Nitin Sawhney - Beyond Skin (Outcaste)
Les disques que j'écoute inlassablement, les univers sonores qui hantent mon salon et habillent mes soirées, n'ont pas encore de place ici. Alors, comme "il y a un début à tout" je vais ouvrir les festivités avec un opus que m'a fait découvrir une amie il y a 23 ans, l'immense Beyond Skin, un chef d'œuvre étiqueté "asian vibe" que dévoilait Nitin Sawhney le 13 Septembre 1999.D'origine indienne, le DJ, producteur et compositeur londonien a grandi à Rochester, dans une Angleterre des années 70 et 80 rongée par la violence et le racisme. Initié très tôt à la musique, il apprend à jouer du piano, de la guitare, de la cithare et des tabla. Alors qu'il mène des études de droit à Liverpool, il s'essaye à la scène au côté de son ami claviériste James Taylor et le suit le temps d'une tournée estivale dans son projet jazz funk: The James Taylor Quartet. Puis, au début des années 90, le multi-instrumentiste se lance en solo avec Spirit Dance, publié sur son tout jeune label World Circuit.
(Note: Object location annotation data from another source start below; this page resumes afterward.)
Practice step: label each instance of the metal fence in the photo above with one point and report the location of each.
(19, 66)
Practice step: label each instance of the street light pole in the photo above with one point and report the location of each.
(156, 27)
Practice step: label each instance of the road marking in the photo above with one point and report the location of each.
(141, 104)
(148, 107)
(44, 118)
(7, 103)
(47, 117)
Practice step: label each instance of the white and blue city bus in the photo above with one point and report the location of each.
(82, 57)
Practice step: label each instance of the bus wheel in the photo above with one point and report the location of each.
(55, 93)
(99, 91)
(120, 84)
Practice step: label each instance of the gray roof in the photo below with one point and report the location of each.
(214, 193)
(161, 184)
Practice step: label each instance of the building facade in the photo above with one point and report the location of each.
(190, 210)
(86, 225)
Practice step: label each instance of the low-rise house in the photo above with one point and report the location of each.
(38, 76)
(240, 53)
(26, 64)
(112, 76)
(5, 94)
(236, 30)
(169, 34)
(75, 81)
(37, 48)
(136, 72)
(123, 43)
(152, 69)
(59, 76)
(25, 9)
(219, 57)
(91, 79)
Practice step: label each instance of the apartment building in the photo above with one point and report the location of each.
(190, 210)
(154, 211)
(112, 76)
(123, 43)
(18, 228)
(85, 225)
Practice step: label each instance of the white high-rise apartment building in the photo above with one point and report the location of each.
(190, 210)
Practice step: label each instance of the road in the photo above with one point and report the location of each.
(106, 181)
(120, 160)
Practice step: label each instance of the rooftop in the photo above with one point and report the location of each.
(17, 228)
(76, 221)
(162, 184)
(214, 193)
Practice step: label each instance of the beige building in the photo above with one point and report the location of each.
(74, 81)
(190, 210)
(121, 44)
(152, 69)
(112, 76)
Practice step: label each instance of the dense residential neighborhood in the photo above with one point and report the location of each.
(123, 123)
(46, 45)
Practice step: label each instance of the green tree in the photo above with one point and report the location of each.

Suivront les excellents Migration, puis Displacing The Priest en 1996, avant que n'arrive le premier coup d'éclat de Nitin Sawhney, ce fameux Beyond Skin, couronné de succès dès sa sortie.
Combinant ses influences asiatiques ("Serpents", "Anthem Without Nation") au jazz ("Tides"), en passant par le hip-hop ("Pilgrim"), la drum and bass ("Nadia") ou encore le flamenco ("Homelands"), le compositeur engagé y affirme une identité musicale underground et plurielle, mariant arrangements orchestraux, chants et instruments traditionnels, pulsations et textures électroniques ("Nostalgia"), le tout en prônant des valeurs de tolérance et de paix, en vantant le multiculturalisme ("Immigrant") et la spiritualité, puis en s'impliquant politiquement...
Mais le moulage angoissant d'un visage pétrifié lançant un cri de désespoir et de souffrance - visible sur la pochette - indique un certain malaise et en effet, le thème principal de Beyond Skin n'invite ni à la gaieté ni à l'optimisme. Y plane le spectre menaçant de l'arme atomique. La magnifique ouverture "Broken Skin", abordant les tensions entre deux frères ennemis, l'Inde et le Pakistan, résonne comme un étrange écho à la guerre en Ukraine, déclenchée suite à l'agression russe en Mars 2022. La chanteuse Sanchita Farruque est conviée à s'exprimer sur ce morceau downtempo entêtant, ponctué d'arrangements de cordes et de nappes de Wurlitzer.
Les cordes, qu'elles soient frottées, frappées ou pincées, sont omniprésentes dans Beyond Skin, elles établissent un équilibre subtil, une lien magique entre programmations électroniques et orchestrations acoustiques. Les percussions et notamment les tabla ("The Conference") occupent aussi une place importante dans l'univers sonore organique et ouvert sur le monde du producteur.
Dans la tendre complainte "Letting Go", la chanteuse Tina Grace nous demande de lâcher prise dans un décors musical immersif et inspirant, avec pour fil conducteur les arpèges délicats de la guitare acoustique de Nitin. Plus loin, ses accords et ses riffs gipsy nous enflamment tandis que la voix sensuelle et bienveillante de la chanteuse Nina Miranda nous fait songer au sable de Copacabana. Ailleurs encore, c'est au piano et dans un répertoire aux couleurs nettement plus jazzy que l'artiste nous emmène avec ses ritournelles hypnotiques. On notera d'ailleurs la précieuse contribution du contrebassiste Andy Hamill, avec la rondeur et la douceur réconfortante de ses lignes.
La chanteuse Swati Natekar, les chanteurs Jayanta Bose et Devinder Vikyat Singh ou encore le joueur de flute bansuri Ronu Majumdar apportent également, chacun avec leur spécificité et leur authenticité, ce supplément d'âme si universaliste et fédérateur que dégage un Beyond skin véritablement vibrant et troublant de beauté.